Over the last eight years, I have volunteered at a couple of public defender offices. I started my legal career as a defender and going back to that work after decades made me remember how hard it is to be a public defender. It certainly was difficult for me at the beginning of my career when I tried many cases.

Because of plea bargaining and dismissals, many defenders and prosecutors try few cases. The overwhelming majority of cases end without a trial, and new attorneys might go a year and more without doing a trial. I, however, tried a lot of cases shortly after being sworn in as an attorney.

After getting a graduate law degree, I joined the Legal Aid Society, then New York City’s public defender. I was a favorite of the chief attorney of the organization because he, as I, was a graduate of the University of Chicago Law School. He advanced me quickly, and I was in a major trial position three months after I started, having already done a few misdemeanor trials.

Federal money had come into New York City for special drug courts, and I, with five others, was assigned as a public defender in these newly opened courts. Cases were transferred there from all around the city. Because of the backlogs in the other courts, many of the cases were old, no acceptable plea bargains had been negotiated for them, and a stack of cases was waiting to be tried. Our new courts were for the purpose of trying such cases. As a result, for about a year and a half, I started a new trial about every two weeks.

The pressure was intense. In some sense, I never was not thinking about my cases. I carried a notebook—at movies, parties, dinners, the subway, wherever—to jot down notes about the cases because I could not shut down my mind about them. I put the notebook by the bed because almost every night I would wake up several times thinking about my clients.

Mostly I lost the trials. I knew that this was normal. Defendants are convicted 75% of the time, and the conviction rate for the kinds of drug cases I was trying was even higher. A legendary attorney who mentored me said that it was a miracle if a defender won half the cases. Even though I knew these facts, I had not learned a necessity for a public defender: how to cope with losing. I consider myself sane and balanced, but this was the one time that I felt that I could be close to a nervous breakdown. Of course, it may not have been my fault that a person was convicted—the evidence against him was simply too strong—but even so, each time I questioned whether I was competent to do the work.

Especially hard was a loss when the defendant had been free on bail, then convicted, and immediately handcuffed and shoved into a cell behind the courtroom. I never wanted to see that person at that moment, but I felt that I had to. The bars that separated us always gave me a chill. They haunted me. This feeling always comes back to me when I see the final scene of the movie “The Maltese Falcon.” Although I have enjoyed this film many times, I often turn away at that closing shot, which gives me the creeps.

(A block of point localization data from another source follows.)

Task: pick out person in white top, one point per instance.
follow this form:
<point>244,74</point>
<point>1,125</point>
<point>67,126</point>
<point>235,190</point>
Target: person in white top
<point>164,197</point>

Mary Astor is being led away by the police, and she is hoping that Humphrey Bogart will save her. In a great monolog, he makes it clear that he won’t. The cops take her to an old-fashioned elevator with a gate, and the gate is closed with her on one side and Bogart on the other. The gate’s shadow falls like bars across her face. The horror of what awaits her has now sunk in. She panics. The scene brings back the memory of the queasiness I had to fight when I went to see Abraham S., who had been out on bail, in the cells after he was convicted. His was the real-life face of Mary Astor’s character. Worse yet, it was not clear to me that he was guilty. Sleep was only something to be desired that night.

I did win a few trials, but these did not prove to me that I had the right disposition to be a public defender. I realized that after a not-guilty verdict I did not feel elation or gratification. I did not even feel a satisfaction about my trial attorney skills. I was only relieved that I had not lost. The win did not make me feel good; it only staved off the depression of a loss. After one acquittal, I talked with the friendly presiding judge, and I explained these feelings to him. He responded that with such emotions, I should not be a public defender. I knew that he was right, but I had no idea what to do to survive in the work.